A popular 1970s T-shirt bore the words: “Proust is a yenta” — yenta being Yiddish for a gossipy busybody, typically an older woman. The quip is surprisingly apt. While Proust offers profound reflections on memory, love, art, time, and death, his masterpiece is also filled with gossip — both the narrator’s own impressions and the whispered judgments passed among characters.


Proust explores how we can never fully know another person. Each individual presents only fragments of themselves, and we rely on hearsay and chitchat to piece together a fuller picture. Gossip, in this sense, becomes a central element of social life. Yet Proust uses it not merely to depict society but to reveal its futility. The French title À la recherche du temps perdu means both “lost time” and “wasted time.” Through endless salon conversations, Proust shows how gatherings that promise belonging often amount to little more than venues for gossip and social posturing. He suggests that associations based primarily on class or status yield little of real value, yet people pursue them with surprising zeal.


Gossip has long played a role in literature. Truman Capote famously declared, “All literature is gossip.” Though we like to think of literature as elevated and gossip as trivial, the two are more intertwined than we admit. Without Proust’s sharp ear for social observation and gossip, he could not have offered such rich insights into human behavior and the subtleties of social interaction.

Many of the novel’s most comical and revealing moments arise from characters’ desperate attempts to project a certain image while gossip undermines their efforts. Mme Verdurin loudly claims she rejects boring aristocrats, when in reality they disdain her nouveau riche salon. Baron de Charlus publicly denounces homosexuality while unaware that his own inclinations are common knowledge through gossip. The musician Charles Morel conceals his humble origins and asks the narrator to introduce his father (actually the narrator’s uncle’s valet) as a family friend — a ruse that fools no one.

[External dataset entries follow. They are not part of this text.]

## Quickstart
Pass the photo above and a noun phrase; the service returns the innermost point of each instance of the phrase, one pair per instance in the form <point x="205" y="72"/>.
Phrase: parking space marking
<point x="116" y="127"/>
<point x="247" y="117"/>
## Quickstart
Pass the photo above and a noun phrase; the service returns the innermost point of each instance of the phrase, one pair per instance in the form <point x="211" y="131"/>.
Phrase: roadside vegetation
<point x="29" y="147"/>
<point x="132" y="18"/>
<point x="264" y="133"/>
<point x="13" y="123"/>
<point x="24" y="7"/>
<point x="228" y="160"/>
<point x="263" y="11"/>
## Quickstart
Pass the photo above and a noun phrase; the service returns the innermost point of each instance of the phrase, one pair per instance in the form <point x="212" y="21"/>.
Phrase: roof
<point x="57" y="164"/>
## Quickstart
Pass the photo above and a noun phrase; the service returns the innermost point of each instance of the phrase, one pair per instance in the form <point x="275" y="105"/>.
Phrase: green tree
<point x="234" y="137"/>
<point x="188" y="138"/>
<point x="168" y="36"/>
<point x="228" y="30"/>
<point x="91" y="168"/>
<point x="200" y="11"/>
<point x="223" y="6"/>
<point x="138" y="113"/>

Proust highlights a universal truth: we rarely know what others truly think of us. The gossip that shapes our reputation usually happens behind our backs. Actions we take to impress people often go unnoticed, while insignificant details we never considered can become defining parts of how others see us. In the second volume, the young narrator, eager to impress Swann’s friend M. de Norpois, tries to appear sophisticated and intelligent so that Norpois will speak well of him to the Swanns. He later learns that instead of praising his intellect, society circulated the story of his awkward, half-attempted kiss of Norpois’s hand.


Although gossip is often dismissed as petty or malicious, it serves important social functions. It helps us navigate cultural norms, identify unacceptable behavior, and reinforce group bonds. By sharing secrets, people create intimacy and make others feel privileged. In the Verdurins’ “little clan,” gossiping about outsiders like Charlus or Brichot strengthens the members’ sense of connection to one another. For some, gossip also offers a way to elevate themselves by diminishing others.


Despite recognizing the emptiness of many social rituals, Proust’s characters — and the narrator himself — remain irresistibly drawn to them. The desire to belong to a higher social circle often outweighs the awareness that one is wasting time. In the end, Proust himself could not have written such a richly observed book had he not participated in the very salons and social intrigues he so incisively critiques.